Al año siguiente junto al productor y DJ local Pobvio creó el sello Salviatek, una plataforma para conectarse con esa escena que se encuentra desperdigada por el continente, con un concepto y estética que une lo natural con lo digital, lo autóctono con lo global, creando un ecosistema nuevo y futurista.
Su primer lanzamiento fue Syndombe Club EP de Pobvio, y el segundo Aequs Nyama (2015), el debut de Lechuga Zafiro. “Tenía el candombe mucho más metido”, cuenta. “Es el fruto de ciertas investigaciones paralelas relacionadas al candombe, como ayudar en un documental, grabar con la gente de Cuareim. Dije: ‘bueno, tengo toda esta información y tengo que hacer algo’”. En sus cuatro tracks más dos remixes, Aequs Nyama explora el baile desde la creación de un ambiente de ciencia ficción. Los tambores se combinan con efectos de sonido como vidrios rotos, disparos láser, la alarma de un auto o el croar de un sapo.

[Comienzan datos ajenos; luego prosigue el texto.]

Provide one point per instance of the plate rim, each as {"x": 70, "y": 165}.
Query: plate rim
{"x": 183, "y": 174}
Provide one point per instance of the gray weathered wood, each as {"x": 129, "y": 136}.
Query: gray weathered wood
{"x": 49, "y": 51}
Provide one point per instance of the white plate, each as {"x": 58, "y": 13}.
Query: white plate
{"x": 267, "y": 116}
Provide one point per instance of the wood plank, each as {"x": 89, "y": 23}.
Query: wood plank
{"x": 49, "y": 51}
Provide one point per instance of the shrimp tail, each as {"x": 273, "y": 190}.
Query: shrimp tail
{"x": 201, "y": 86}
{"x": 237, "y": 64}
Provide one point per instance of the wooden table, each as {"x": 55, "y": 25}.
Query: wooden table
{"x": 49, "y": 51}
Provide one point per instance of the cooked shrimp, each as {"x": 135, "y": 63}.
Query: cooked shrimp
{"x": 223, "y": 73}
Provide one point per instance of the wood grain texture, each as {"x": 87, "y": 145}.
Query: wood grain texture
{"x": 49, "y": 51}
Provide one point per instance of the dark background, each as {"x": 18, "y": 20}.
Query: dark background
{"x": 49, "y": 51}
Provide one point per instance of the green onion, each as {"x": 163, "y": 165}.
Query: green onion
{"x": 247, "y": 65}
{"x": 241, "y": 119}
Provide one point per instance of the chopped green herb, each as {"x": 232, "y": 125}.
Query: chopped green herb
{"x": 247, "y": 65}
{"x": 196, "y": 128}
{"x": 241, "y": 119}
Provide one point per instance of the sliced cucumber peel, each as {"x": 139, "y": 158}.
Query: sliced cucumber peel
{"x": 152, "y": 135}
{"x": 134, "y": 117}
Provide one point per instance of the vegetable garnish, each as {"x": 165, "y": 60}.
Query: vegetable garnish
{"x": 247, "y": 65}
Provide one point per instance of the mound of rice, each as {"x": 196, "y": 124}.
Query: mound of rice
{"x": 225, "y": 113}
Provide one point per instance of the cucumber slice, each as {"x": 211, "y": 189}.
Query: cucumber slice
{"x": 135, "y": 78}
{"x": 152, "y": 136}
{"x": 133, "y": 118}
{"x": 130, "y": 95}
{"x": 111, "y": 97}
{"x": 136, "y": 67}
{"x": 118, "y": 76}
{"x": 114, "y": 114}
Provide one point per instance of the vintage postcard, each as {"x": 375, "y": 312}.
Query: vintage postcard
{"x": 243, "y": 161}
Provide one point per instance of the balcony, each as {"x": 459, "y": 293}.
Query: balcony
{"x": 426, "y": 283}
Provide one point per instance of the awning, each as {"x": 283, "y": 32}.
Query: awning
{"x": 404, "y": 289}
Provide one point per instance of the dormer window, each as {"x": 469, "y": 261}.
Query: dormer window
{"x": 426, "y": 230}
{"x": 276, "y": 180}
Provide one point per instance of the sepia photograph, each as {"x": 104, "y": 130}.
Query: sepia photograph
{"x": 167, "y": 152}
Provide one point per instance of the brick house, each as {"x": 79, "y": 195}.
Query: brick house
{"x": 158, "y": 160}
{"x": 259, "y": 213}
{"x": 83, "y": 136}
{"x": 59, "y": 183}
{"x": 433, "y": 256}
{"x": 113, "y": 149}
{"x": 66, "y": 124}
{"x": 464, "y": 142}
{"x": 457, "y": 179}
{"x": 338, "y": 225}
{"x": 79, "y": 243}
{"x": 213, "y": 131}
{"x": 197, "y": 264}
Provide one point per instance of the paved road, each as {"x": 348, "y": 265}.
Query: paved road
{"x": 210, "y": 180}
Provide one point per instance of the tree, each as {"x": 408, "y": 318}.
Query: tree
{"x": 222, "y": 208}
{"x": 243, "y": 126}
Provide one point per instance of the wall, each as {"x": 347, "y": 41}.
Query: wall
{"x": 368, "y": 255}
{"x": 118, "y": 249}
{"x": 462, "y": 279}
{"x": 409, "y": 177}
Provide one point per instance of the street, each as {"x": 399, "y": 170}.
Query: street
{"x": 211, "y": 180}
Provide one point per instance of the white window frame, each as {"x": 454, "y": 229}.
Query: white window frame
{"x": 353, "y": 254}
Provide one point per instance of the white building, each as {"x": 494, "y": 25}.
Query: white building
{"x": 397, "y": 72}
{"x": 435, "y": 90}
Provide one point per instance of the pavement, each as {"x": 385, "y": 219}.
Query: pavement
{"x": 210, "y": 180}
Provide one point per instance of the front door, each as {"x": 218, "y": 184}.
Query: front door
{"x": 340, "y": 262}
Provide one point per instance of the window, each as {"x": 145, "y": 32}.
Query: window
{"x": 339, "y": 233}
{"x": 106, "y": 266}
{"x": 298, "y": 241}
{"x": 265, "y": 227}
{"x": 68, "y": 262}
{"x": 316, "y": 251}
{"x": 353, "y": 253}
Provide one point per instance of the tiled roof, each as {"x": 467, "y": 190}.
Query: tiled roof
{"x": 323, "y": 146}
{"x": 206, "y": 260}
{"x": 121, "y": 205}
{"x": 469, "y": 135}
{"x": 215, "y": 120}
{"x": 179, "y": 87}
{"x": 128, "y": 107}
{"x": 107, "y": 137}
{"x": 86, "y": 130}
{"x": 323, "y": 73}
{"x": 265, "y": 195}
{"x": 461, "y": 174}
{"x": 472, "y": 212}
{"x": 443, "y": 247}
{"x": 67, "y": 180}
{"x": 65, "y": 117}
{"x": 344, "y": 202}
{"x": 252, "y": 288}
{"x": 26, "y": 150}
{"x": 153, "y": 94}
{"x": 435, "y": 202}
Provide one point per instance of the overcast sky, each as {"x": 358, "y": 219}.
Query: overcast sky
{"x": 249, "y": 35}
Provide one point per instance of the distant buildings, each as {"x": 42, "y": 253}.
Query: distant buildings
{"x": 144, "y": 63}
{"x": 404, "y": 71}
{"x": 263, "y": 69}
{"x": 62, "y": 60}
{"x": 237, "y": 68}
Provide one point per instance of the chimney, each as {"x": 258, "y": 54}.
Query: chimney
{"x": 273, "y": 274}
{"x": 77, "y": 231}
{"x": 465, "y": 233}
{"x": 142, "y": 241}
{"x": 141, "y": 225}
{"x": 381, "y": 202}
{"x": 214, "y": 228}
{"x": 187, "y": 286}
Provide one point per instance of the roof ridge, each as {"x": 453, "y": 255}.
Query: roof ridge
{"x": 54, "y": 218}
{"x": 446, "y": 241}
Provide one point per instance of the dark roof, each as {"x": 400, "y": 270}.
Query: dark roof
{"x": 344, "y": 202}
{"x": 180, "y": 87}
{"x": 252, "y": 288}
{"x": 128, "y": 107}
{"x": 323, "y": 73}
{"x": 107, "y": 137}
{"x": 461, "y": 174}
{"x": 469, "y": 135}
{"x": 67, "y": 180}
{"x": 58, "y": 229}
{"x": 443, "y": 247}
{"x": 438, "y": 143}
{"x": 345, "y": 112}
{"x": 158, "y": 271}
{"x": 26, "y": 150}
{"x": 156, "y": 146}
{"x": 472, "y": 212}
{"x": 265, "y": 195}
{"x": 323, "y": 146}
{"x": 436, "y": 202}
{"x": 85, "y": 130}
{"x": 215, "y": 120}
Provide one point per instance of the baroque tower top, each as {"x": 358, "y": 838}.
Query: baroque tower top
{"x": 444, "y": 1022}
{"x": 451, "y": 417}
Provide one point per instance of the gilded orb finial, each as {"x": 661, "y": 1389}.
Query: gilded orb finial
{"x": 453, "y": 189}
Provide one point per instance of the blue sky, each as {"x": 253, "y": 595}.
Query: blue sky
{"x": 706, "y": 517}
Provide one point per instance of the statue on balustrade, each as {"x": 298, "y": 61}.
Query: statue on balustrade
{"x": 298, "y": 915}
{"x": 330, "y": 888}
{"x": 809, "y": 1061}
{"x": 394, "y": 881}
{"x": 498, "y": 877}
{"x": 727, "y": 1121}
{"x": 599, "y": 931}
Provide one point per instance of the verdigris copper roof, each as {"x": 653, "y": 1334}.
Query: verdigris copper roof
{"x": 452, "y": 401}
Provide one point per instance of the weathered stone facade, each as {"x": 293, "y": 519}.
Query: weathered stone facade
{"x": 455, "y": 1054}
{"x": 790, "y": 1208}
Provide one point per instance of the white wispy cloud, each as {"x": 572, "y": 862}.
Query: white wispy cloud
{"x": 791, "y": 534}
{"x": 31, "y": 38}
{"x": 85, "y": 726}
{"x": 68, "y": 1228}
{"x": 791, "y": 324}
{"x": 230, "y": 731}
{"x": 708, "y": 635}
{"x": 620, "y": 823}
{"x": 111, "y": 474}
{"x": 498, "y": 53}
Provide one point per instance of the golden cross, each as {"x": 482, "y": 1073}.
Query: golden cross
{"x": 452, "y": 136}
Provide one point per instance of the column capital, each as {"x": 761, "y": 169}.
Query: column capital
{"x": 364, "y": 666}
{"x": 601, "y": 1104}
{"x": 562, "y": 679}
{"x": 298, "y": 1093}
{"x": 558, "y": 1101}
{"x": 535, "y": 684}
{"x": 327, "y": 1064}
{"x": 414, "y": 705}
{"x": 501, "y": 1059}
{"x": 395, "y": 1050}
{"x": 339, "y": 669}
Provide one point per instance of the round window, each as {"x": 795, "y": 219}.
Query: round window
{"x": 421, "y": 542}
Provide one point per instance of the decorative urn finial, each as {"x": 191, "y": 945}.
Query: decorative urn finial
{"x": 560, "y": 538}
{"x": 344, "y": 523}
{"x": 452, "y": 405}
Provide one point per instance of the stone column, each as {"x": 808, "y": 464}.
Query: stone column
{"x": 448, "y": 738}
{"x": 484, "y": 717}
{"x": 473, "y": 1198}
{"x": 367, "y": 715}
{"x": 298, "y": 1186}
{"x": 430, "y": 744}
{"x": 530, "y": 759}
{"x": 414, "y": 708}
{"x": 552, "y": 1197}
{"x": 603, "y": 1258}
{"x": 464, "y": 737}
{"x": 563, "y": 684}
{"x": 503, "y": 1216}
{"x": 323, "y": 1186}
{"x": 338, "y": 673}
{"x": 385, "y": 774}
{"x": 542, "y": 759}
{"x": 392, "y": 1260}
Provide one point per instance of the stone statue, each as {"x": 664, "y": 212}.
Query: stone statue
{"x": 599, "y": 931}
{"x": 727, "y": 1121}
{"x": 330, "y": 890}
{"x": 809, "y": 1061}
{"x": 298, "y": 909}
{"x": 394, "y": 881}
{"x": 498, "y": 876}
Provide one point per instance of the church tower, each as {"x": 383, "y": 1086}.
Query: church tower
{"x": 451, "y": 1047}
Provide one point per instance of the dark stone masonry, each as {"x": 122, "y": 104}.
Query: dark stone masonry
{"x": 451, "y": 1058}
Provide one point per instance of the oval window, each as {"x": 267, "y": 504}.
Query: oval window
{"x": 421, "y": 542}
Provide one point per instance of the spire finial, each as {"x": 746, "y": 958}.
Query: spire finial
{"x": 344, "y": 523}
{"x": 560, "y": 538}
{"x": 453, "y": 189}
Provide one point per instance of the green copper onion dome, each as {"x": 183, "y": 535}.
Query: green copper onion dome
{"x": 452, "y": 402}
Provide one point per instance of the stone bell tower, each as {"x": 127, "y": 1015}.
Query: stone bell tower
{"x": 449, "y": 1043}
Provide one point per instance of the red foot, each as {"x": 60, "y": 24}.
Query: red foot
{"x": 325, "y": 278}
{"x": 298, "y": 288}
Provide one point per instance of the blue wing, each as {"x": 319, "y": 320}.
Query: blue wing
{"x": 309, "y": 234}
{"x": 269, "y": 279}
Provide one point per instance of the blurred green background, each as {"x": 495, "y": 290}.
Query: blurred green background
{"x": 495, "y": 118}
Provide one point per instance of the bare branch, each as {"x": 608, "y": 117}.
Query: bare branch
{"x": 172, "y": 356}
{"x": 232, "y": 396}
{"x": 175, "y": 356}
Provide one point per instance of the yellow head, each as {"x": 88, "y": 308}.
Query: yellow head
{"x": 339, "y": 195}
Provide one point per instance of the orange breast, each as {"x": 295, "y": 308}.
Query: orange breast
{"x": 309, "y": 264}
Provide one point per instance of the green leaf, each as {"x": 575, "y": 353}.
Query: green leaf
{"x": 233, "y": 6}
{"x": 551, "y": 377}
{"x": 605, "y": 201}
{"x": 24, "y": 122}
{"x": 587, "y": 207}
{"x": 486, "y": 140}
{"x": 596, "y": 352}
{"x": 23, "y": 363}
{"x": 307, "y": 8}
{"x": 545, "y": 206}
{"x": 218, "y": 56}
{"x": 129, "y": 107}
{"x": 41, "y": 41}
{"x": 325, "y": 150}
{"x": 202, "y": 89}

Al año siguiente, junto a Pobvio, Mathias, Wellington y Guillermo Díaz de Cuareim 1080 crearon F5, un grupo que se define como “más que electrocandombe”, uniendo en vivo los dos elementos y proponiendo algo nuevo dentro del árbol familiar del género. Con su música han tocado tanto en fiestas locales como de gira en países como Colombia o Polonia, y actualmente están trabajando para ponerle letra a sus canciones.
“Si vos estás sacando algo de un lugar para un provecho propio, tenés que devolver algo”, afirma sobre su trabajo con F5. “Es re simple. Siento que tengo esa preocupación adentro, y por eso me siento tranquilo. Yo sé cómo estar cómodo ahí y cómo contribuir. Ahora no hago más cosas que no tengan que ver con Cuareim y que se relacionen con el candombe”.